Smaller markets lead the way in Q1 home-price gains; Seattle sees 14.2% rise

by John Yellig

Home prices rose across the country during the first quarter, due in large part to increased buyer interest in tertiary markets, where price gains outpaced those in primary and secondary markets, the National Association of REALTORS® reported. 

“Traditionally, homes in these markets were viewed as relatively inexpensive, but with recent migration trends, prices have increased significantly,” NAR chief economist Lawrence Yun said in a press release. “As more families relocate to various areas, we may see some surprising markets on our top 10 list. 

All of the top 10 areas with the highest year-over-year price gains in the quarter were midsize and small markets, and of those, five were in Florida. The top five metros and their gains were Punta Gorda, Florida (34.4%); Ocala, Florida (33.8%); Ogden-Clearfield, Utah (30.8%); Lakeland-Winter Haven, Florida (30.1%); and Decatur, Alabama. (28.9%). 

Seventy percent of the 185 metros surveyed by NAR saw double-digit price gains in the first quarter, compared to 66% in the preceding period. 

The median sales price for a single-family home in Seattle rose 14.2% year over year to $746,200 in the first quarter, compared to the national average of a 15.7% rise to $368,200, the National Association of REALTORS® reported. The pace of price gains a year ago was 14.3%. 
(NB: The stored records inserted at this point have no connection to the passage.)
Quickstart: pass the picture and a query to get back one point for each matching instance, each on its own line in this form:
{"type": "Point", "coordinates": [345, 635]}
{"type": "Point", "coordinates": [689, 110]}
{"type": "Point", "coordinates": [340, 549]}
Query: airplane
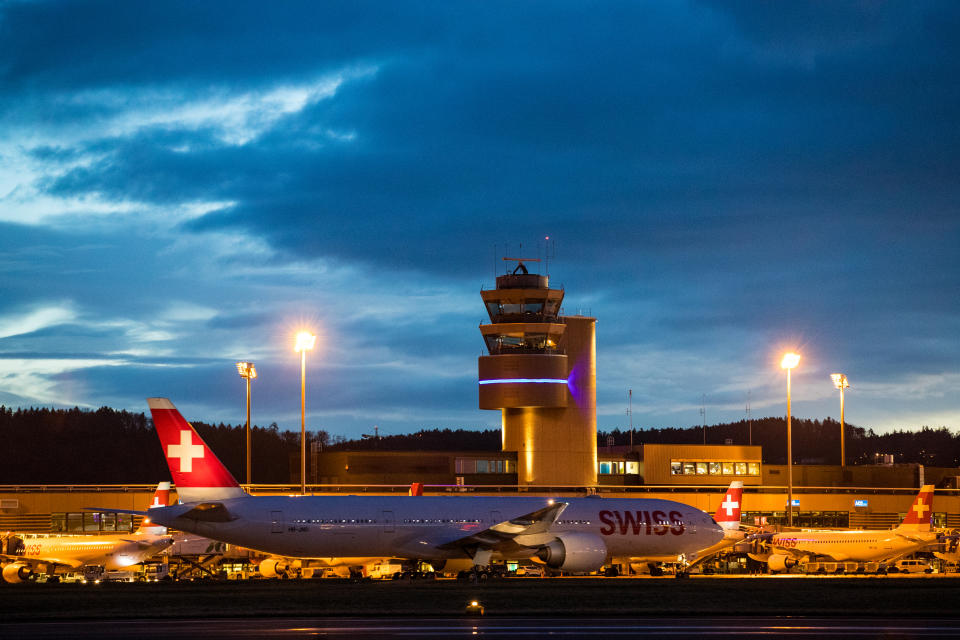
{"type": "Point", "coordinates": [576, 535]}
{"type": "Point", "coordinates": [727, 517]}
{"type": "Point", "coordinates": [26, 559]}
{"type": "Point", "coordinates": [914, 533]}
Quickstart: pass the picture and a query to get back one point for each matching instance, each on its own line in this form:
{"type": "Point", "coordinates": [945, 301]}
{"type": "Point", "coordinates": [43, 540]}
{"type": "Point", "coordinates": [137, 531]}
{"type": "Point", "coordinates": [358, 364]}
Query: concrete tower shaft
{"type": "Point", "coordinates": [541, 374]}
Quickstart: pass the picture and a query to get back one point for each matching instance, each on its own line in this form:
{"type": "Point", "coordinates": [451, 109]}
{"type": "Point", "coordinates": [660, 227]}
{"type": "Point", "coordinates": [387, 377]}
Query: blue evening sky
{"type": "Point", "coordinates": [185, 184]}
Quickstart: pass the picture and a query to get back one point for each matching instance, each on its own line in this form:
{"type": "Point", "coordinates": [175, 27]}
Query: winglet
{"type": "Point", "coordinates": [919, 516]}
{"type": "Point", "coordinates": [197, 472]}
{"type": "Point", "coordinates": [728, 513]}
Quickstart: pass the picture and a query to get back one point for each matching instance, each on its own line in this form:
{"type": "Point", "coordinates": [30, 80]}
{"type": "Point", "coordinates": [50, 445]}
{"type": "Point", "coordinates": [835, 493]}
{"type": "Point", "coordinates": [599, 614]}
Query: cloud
{"type": "Point", "coordinates": [35, 319]}
{"type": "Point", "coordinates": [190, 184]}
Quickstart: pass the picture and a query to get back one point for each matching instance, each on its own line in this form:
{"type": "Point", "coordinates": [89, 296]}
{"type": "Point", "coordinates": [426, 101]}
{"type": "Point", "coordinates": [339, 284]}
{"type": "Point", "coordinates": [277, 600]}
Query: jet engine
{"type": "Point", "coordinates": [274, 568]}
{"type": "Point", "coordinates": [575, 552]}
{"type": "Point", "coordinates": [17, 572]}
{"type": "Point", "coordinates": [780, 562]}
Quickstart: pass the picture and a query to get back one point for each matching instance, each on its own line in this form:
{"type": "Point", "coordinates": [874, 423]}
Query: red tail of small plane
{"type": "Point", "coordinates": [161, 498]}
{"type": "Point", "coordinates": [920, 515]}
{"type": "Point", "coordinates": [197, 472]}
{"type": "Point", "coordinates": [728, 513]}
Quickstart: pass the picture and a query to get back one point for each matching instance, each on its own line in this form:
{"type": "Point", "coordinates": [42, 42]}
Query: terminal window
{"type": "Point", "coordinates": [90, 522]}
{"type": "Point", "coordinates": [614, 466]}
{"type": "Point", "coordinates": [472, 465]}
{"type": "Point", "coordinates": [705, 468]}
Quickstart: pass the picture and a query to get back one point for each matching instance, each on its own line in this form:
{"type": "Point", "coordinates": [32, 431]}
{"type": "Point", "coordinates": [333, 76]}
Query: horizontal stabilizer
{"type": "Point", "coordinates": [506, 532]}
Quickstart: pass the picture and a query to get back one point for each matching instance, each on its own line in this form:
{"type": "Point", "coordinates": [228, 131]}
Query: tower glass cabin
{"type": "Point", "coordinates": [541, 374]}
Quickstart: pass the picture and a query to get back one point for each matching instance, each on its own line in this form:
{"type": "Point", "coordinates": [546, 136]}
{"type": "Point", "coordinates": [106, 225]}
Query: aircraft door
{"type": "Point", "coordinates": [388, 521]}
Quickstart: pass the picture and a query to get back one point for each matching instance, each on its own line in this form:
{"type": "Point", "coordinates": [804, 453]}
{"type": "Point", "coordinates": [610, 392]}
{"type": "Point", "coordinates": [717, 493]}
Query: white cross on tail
{"type": "Point", "coordinates": [186, 451]}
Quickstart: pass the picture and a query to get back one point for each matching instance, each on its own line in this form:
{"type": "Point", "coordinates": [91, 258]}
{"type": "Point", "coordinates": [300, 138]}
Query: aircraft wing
{"type": "Point", "coordinates": [206, 511]}
{"type": "Point", "coordinates": [530, 529]}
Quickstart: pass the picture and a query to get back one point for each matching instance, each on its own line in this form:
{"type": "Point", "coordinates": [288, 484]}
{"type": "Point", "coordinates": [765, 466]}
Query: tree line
{"type": "Point", "coordinates": [107, 446]}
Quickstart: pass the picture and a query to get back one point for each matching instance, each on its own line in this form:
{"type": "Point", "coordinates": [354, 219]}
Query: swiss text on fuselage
{"type": "Point", "coordinates": [641, 522]}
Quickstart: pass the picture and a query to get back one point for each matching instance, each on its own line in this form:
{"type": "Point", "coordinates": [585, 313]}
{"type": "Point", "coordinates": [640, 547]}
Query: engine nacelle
{"type": "Point", "coordinates": [17, 572]}
{"type": "Point", "coordinates": [274, 568]}
{"type": "Point", "coordinates": [780, 562]}
{"type": "Point", "coordinates": [574, 551]}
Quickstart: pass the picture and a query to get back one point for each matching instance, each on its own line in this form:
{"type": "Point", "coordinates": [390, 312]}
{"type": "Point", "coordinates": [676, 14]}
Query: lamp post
{"type": "Point", "coordinates": [840, 382]}
{"type": "Point", "coordinates": [305, 342]}
{"type": "Point", "coordinates": [790, 360]}
{"type": "Point", "coordinates": [248, 372]}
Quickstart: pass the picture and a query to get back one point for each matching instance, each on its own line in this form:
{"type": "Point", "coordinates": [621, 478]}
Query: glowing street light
{"type": "Point", "coordinates": [249, 372]}
{"type": "Point", "coordinates": [790, 360]}
{"type": "Point", "coordinates": [305, 342]}
{"type": "Point", "coordinates": [840, 382]}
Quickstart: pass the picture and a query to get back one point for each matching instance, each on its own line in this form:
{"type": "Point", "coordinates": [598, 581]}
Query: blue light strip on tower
{"type": "Point", "coordinates": [525, 381]}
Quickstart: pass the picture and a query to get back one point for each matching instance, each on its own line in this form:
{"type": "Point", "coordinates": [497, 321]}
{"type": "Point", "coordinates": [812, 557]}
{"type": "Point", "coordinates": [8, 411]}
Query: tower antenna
{"type": "Point", "coordinates": [703, 415]}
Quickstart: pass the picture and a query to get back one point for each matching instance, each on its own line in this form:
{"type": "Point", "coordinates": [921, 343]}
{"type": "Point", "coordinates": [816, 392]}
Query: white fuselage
{"type": "Point", "coordinates": [112, 551]}
{"type": "Point", "coordinates": [852, 545]}
{"type": "Point", "coordinates": [414, 527]}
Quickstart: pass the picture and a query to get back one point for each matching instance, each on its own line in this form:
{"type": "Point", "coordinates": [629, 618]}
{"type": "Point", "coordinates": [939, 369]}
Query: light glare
{"type": "Point", "coordinates": [246, 370]}
{"type": "Point", "coordinates": [305, 341]}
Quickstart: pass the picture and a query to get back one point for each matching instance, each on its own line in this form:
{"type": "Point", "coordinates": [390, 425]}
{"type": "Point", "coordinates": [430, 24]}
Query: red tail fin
{"type": "Point", "coordinates": [921, 511]}
{"type": "Point", "coordinates": [728, 513]}
{"type": "Point", "coordinates": [196, 471]}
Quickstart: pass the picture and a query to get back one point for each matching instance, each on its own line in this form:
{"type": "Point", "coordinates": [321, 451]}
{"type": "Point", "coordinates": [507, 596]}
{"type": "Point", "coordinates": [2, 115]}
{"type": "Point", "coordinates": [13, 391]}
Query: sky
{"type": "Point", "coordinates": [184, 185]}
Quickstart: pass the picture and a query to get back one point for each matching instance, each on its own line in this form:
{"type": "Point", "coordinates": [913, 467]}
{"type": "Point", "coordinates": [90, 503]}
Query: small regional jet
{"type": "Point", "coordinates": [727, 516]}
{"type": "Point", "coordinates": [24, 559]}
{"type": "Point", "coordinates": [569, 534]}
{"type": "Point", "coordinates": [913, 534]}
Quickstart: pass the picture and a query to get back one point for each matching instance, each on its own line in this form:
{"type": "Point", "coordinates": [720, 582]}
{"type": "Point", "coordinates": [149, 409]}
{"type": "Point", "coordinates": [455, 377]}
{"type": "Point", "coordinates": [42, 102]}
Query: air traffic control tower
{"type": "Point", "coordinates": [541, 374]}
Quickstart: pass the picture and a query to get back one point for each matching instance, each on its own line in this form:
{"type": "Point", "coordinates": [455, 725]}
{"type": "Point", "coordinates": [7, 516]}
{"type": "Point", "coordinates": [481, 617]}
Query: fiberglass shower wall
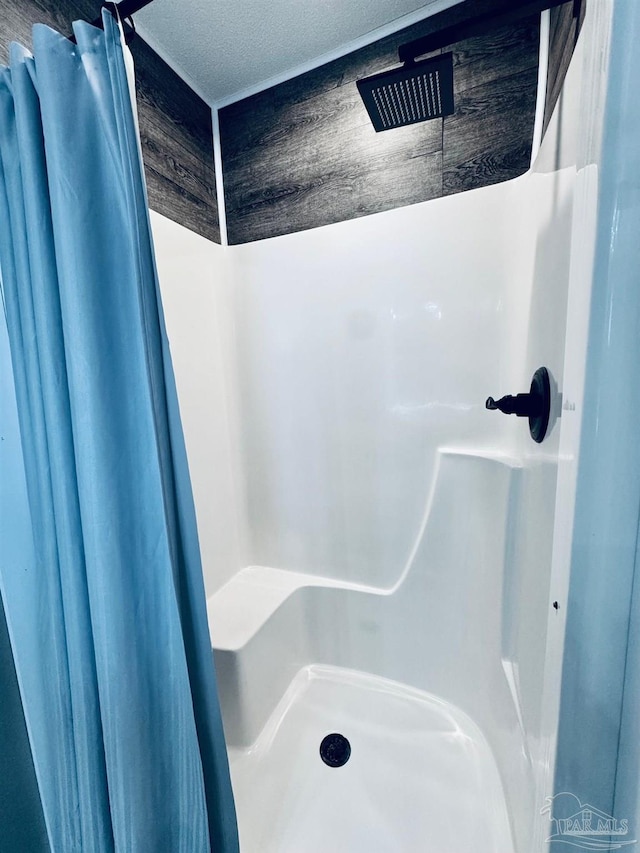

“Prices throughout the country have surged for the better part of two years, including in the first quarter of 2022,” said Lawrence Yun, NAR chief economist. “Given the extremely low inventory, we’re unlikely to see price declines, but appreciation should slow in the coming months.” 

Yun expects increased supply to continue to soften price increases going forward. Rising mortgage rates will take a heavier toll on affordability, which “greatly worsened” during the quarter, NAR said. The monthly mortgage payment on a typical single-family existing home rose $319, or 30%, from a year ago to $1,383. 

“Declining affordability is always the most problematic to first-time buyers, who have no home to leverage, and it remains challenging for moderate-income potential buyers as well,” Yun said.